I had some energizer max alkaline batteries in my keyboard and one leaked. When I went to remove it some one the powder got between the keys on my keyboard. How caustic is the potassium hydroxide solution in this stuff? Is it concentrated or pretty diluted? Is it safe when its dry? I cant easily clean between my keys.
It will probably damage the keyboard membrane in the long term and destroy the keyboard.
I personally have had good luck cleaning keyboards in the dishwasher but I’ve heard of it damaging wireless keyboards. If you are brave enough to try it, remove the batteries, put the keyboard upside down on the top rack, do not use soap, and turn off the heat dry cycle at the end (which might be called something like power saver dry that you have to turn ON to make the heat stay OFF, confusingly, so be careful).
For the benefit of anyone else coming into this thread, if you are trying it with a wired keyboard also make sure to wrap up the cable so that it can’t fall down and get tangled in the dishwasher’s moving parts.
Let the keyboard dry out for a couple of days before using it and you should be good to go.
Again, though, I’ve heard of this causing damage to wireless keyboards and keyboards with built-in LCD displays.

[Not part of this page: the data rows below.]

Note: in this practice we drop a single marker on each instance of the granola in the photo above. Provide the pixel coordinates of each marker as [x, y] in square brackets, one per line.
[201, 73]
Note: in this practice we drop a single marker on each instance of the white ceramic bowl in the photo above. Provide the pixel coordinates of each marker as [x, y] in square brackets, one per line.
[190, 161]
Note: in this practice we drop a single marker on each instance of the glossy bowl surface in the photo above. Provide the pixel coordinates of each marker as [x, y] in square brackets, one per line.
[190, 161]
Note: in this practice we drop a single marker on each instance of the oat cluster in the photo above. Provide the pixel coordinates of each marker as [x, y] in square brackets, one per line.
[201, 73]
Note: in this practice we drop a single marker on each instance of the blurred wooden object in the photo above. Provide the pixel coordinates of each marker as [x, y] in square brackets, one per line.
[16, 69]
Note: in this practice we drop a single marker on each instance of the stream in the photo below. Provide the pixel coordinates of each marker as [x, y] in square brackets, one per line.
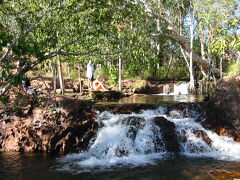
[131, 146]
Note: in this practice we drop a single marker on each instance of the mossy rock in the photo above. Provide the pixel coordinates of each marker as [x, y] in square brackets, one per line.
[105, 95]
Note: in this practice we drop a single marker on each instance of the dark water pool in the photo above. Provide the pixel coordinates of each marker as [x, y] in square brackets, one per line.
[23, 166]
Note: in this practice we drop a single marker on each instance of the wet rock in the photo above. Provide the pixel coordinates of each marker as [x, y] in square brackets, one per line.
[68, 129]
[223, 110]
[124, 108]
[203, 135]
[168, 134]
[135, 124]
[105, 95]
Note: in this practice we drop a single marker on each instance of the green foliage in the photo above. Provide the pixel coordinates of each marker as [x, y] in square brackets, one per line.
[4, 99]
[113, 76]
[233, 69]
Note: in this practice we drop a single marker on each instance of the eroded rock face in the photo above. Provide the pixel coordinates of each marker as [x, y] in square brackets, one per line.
[59, 130]
[168, 134]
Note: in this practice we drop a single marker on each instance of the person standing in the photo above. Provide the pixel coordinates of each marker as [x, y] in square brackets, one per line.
[90, 74]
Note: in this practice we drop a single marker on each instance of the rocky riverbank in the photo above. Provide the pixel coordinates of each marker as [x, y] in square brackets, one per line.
[222, 113]
[68, 124]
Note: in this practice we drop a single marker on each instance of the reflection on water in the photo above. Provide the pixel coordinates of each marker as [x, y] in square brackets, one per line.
[159, 99]
[41, 166]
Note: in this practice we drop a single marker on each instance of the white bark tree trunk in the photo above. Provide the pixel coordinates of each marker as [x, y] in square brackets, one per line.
[60, 74]
[79, 76]
[192, 81]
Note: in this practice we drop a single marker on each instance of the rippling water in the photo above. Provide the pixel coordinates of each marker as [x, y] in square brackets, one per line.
[176, 166]
[18, 166]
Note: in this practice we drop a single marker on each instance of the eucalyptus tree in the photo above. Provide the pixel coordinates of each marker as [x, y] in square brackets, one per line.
[218, 26]
[34, 31]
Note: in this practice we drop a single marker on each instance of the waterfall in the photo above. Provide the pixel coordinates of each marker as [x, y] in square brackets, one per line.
[135, 139]
[181, 88]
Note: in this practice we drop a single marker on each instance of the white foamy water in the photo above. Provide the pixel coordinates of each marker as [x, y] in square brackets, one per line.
[134, 140]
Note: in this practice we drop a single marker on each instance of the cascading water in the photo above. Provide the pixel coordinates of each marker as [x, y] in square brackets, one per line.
[135, 139]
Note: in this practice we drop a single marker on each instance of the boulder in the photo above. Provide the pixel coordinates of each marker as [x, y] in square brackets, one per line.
[64, 129]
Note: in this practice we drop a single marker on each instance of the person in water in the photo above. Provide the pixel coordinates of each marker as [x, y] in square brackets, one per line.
[98, 85]
[90, 74]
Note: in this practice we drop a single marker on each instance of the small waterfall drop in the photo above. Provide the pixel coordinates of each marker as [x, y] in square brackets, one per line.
[181, 88]
[134, 140]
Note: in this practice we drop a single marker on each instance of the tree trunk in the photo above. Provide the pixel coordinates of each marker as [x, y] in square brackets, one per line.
[119, 68]
[79, 78]
[203, 54]
[192, 81]
[54, 71]
[60, 74]
[221, 74]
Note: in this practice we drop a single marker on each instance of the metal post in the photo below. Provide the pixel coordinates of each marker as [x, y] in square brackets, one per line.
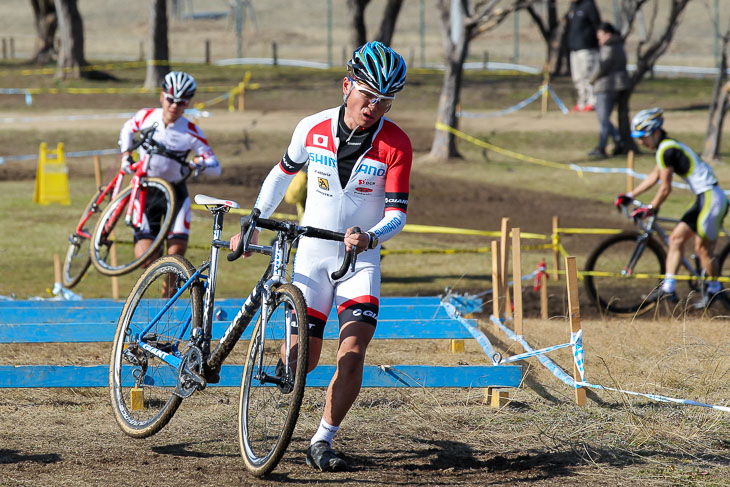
[516, 54]
[239, 28]
[329, 32]
[422, 14]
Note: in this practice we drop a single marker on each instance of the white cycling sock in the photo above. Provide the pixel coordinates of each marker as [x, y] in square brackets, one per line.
[325, 432]
[669, 283]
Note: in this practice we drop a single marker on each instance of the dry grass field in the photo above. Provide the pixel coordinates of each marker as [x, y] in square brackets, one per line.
[392, 436]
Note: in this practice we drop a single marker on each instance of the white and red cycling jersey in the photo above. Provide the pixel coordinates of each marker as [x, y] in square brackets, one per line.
[180, 137]
[375, 198]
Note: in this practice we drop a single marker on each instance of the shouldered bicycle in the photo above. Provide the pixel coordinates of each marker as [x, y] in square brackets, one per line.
[98, 238]
[162, 346]
[624, 269]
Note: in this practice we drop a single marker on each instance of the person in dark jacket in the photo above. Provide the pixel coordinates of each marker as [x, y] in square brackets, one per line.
[611, 84]
[583, 21]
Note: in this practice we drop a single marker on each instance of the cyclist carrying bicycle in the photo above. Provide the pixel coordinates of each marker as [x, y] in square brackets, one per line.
[703, 219]
[179, 135]
[359, 166]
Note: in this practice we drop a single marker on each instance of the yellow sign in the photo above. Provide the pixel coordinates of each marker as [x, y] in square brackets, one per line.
[51, 180]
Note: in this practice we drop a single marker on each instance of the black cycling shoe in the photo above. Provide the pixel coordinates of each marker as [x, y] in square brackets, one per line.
[321, 456]
[660, 294]
[287, 387]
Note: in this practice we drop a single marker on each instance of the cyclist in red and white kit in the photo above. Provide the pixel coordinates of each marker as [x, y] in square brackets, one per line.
[359, 165]
[180, 136]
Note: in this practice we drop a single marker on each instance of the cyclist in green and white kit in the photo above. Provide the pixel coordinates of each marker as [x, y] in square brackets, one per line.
[703, 219]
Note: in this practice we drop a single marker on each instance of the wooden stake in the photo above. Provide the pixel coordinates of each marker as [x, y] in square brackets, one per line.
[543, 297]
[517, 280]
[503, 274]
[574, 308]
[556, 249]
[496, 282]
[630, 170]
[57, 268]
[495, 279]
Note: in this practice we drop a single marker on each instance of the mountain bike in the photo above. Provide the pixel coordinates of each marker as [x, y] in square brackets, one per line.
[622, 271]
[112, 251]
[162, 346]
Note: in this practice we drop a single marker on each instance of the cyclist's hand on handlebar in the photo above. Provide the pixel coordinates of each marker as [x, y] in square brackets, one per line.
[359, 240]
[127, 161]
[643, 212]
[623, 200]
[237, 237]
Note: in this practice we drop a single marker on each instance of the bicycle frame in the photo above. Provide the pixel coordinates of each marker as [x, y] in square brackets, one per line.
[274, 274]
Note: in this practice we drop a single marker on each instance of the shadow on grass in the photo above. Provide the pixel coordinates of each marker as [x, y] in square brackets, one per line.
[8, 457]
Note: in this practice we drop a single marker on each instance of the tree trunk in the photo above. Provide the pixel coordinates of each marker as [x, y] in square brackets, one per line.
[46, 23]
[71, 27]
[357, 21]
[387, 26]
[159, 50]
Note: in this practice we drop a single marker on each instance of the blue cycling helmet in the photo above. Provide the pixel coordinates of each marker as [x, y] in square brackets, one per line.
[646, 121]
[179, 85]
[379, 67]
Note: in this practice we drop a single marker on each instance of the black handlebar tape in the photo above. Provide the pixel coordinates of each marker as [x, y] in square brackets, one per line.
[339, 273]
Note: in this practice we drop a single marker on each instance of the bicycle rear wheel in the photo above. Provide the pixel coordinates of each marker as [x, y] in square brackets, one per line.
[112, 243]
[267, 416]
[615, 288]
[142, 386]
[78, 257]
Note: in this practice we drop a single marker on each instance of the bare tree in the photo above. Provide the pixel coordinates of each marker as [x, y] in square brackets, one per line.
[718, 106]
[387, 24]
[159, 50]
[461, 22]
[657, 41]
[46, 23]
[71, 58]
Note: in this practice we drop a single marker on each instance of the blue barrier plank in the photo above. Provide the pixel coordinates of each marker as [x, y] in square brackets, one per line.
[80, 312]
[393, 376]
[104, 332]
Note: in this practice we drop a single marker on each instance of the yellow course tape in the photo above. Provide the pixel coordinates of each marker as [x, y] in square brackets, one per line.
[506, 152]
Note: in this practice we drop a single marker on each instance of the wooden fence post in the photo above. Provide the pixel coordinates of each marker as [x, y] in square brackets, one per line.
[574, 309]
[503, 274]
[556, 249]
[517, 280]
[629, 172]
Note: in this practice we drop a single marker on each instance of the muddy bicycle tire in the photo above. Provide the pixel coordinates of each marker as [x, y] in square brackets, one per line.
[267, 416]
[617, 294]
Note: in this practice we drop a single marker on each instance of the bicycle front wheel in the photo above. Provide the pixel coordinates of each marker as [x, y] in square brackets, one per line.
[268, 409]
[78, 257]
[614, 284]
[142, 386]
[112, 244]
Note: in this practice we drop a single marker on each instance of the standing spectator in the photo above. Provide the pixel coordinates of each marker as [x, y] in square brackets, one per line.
[583, 21]
[610, 83]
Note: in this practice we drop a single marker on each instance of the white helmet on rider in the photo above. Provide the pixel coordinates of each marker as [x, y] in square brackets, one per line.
[179, 85]
[647, 121]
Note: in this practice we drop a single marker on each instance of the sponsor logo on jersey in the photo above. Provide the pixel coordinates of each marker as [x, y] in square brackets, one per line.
[364, 312]
[371, 170]
[320, 140]
[324, 160]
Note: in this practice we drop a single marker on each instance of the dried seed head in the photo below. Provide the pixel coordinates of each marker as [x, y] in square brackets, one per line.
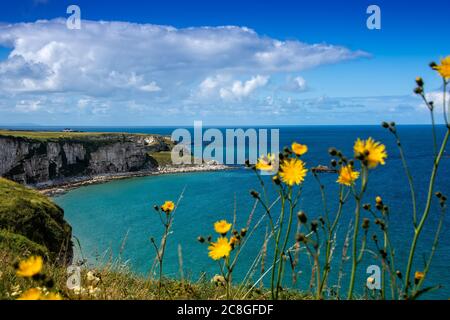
[302, 217]
[365, 224]
[200, 239]
[300, 237]
[254, 194]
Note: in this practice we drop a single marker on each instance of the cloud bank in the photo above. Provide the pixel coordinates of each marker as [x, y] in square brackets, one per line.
[118, 68]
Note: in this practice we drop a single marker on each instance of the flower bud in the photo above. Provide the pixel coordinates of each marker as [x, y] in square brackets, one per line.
[332, 151]
[300, 237]
[333, 163]
[254, 194]
[276, 180]
[314, 225]
[418, 90]
[302, 217]
[365, 224]
[419, 81]
[200, 239]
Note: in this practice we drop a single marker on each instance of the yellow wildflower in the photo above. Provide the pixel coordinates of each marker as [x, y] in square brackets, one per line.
[219, 249]
[31, 294]
[347, 176]
[218, 280]
[52, 296]
[372, 151]
[168, 206]
[419, 275]
[266, 163]
[234, 241]
[444, 68]
[30, 267]
[222, 226]
[299, 149]
[293, 171]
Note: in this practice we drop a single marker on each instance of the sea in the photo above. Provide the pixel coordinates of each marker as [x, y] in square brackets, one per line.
[116, 220]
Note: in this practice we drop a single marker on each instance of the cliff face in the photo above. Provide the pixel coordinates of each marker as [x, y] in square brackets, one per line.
[33, 161]
[31, 222]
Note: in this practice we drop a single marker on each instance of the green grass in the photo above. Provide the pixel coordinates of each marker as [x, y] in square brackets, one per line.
[26, 212]
[30, 224]
[117, 282]
[163, 158]
[58, 135]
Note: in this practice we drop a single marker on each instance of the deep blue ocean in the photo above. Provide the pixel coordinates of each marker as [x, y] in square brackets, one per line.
[118, 217]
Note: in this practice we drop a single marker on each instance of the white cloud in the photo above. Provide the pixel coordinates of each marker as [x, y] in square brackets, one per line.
[437, 97]
[151, 87]
[110, 64]
[239, 89]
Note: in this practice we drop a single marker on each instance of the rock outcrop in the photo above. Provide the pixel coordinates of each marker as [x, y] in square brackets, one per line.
[41, 162]
[29, 220]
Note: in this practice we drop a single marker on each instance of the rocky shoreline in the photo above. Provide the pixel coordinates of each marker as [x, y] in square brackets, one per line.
[55, 188]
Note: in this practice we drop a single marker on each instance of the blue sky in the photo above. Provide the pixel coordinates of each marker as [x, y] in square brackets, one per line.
[169, 62]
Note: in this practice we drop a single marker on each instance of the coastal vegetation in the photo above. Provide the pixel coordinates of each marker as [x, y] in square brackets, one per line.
[27, 255]
[61, 135]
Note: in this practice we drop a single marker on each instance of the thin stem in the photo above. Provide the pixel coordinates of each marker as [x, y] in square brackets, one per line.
[291, 214]
[277, 240]
[409, 176]
[355, 232]
[425, 213]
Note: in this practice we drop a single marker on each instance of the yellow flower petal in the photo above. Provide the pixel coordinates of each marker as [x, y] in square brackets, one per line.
[168, 206]
[293, 171]
[444, 68]
[222, 226]
[31, 294]
[299, 149]
[371, 151]
[219, 249]
[266, 163]
[347, 176]
[30, 267]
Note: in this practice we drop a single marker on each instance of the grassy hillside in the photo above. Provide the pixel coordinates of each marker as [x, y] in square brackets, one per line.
[26, 212]
[55, 135]
[30, 224]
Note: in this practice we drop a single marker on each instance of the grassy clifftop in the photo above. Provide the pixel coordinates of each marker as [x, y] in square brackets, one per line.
[30, 219]
[57, 135]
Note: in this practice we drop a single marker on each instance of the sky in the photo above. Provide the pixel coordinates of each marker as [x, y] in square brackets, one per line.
[246, 62]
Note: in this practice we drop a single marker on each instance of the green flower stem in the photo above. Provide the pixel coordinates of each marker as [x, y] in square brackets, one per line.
[355, 232]
[277, 240]
[331, 229]
[286, 238]
[408, 173]
[426, 211]
[433, 250]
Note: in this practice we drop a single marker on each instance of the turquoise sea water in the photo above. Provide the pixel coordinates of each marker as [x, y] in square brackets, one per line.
[117, 217]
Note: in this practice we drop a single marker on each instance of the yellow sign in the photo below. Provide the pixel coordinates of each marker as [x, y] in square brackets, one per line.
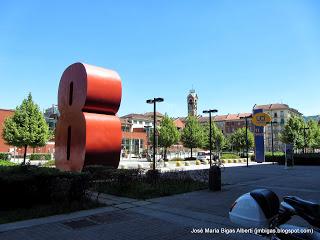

I’ve never had a problem with plain ordinary wired keyboards though.
The hard way to fix it is to pop off the keys and clean the membrane with alcohol and a Q-tip. I’ve done it before but it’s enough of a pain that I try the dishwasher method first and if that doesn’t work I toss the keyboard and buy a new one.
the battery residue is caustic. wash skin and clothes you get it on. good to wear something over your eyes when cleaning up leaked batteries.
engineer_comp_geek gave good cleaning instructions.
leave the keyboard get warmth and breeze while drying.